What I'm observing is that a number of our customers have AI review boards and they're prioritizing security capability through their review process, starting to come up with better mechanisms to assess the security capabilities for AI through those review board processes. I think the organizations who are taking that problem seriously and organizing themselves around it -- that's how CISOs can participate. I think it's a very interesting time for a CISO to make their presence and their influence in the organization even more prominent because they're sitting at a very critical inflection point in the technology space. And that's what we hear from our CISO customers.
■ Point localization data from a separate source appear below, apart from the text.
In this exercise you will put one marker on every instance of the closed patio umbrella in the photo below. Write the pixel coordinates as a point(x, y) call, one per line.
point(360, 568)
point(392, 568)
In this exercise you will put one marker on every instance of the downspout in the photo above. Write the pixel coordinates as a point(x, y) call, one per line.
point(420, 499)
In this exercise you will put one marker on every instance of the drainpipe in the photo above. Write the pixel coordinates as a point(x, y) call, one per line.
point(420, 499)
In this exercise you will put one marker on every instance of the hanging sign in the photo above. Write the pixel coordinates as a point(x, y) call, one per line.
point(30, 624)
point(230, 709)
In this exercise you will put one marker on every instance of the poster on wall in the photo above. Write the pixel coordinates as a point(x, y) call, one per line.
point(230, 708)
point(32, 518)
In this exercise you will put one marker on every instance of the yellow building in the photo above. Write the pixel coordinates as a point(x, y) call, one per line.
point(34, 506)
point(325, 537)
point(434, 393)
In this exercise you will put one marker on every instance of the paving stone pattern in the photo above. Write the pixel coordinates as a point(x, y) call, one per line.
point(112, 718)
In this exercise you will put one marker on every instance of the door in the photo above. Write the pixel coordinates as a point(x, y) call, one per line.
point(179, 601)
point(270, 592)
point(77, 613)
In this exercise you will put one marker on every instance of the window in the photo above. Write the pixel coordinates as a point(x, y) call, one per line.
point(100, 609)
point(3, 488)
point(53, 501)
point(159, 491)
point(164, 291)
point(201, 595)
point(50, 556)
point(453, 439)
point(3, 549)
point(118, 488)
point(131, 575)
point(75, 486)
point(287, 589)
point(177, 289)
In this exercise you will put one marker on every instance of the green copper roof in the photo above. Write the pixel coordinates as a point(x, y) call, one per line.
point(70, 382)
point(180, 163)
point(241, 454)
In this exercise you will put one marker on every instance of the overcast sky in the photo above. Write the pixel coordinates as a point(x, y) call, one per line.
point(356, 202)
[00:20:10] Sean Martin: That's my vision. Maybe AI is going to unlock my vision too. All right, Monzy, we did talk AI-enabled SOC and all the cool stuff that you're doing at Crogl. I would encourage everybody to connect with Monzy and the Crogl team -- that's C-R-O-G-L. Yeah, take your SOC to the next level and make your analysts more efficient and effective.
[00:20:53] Monzy Merza: Thank you. Thank you guys for taking the time. It's always great to hang out. Thank you all for listening.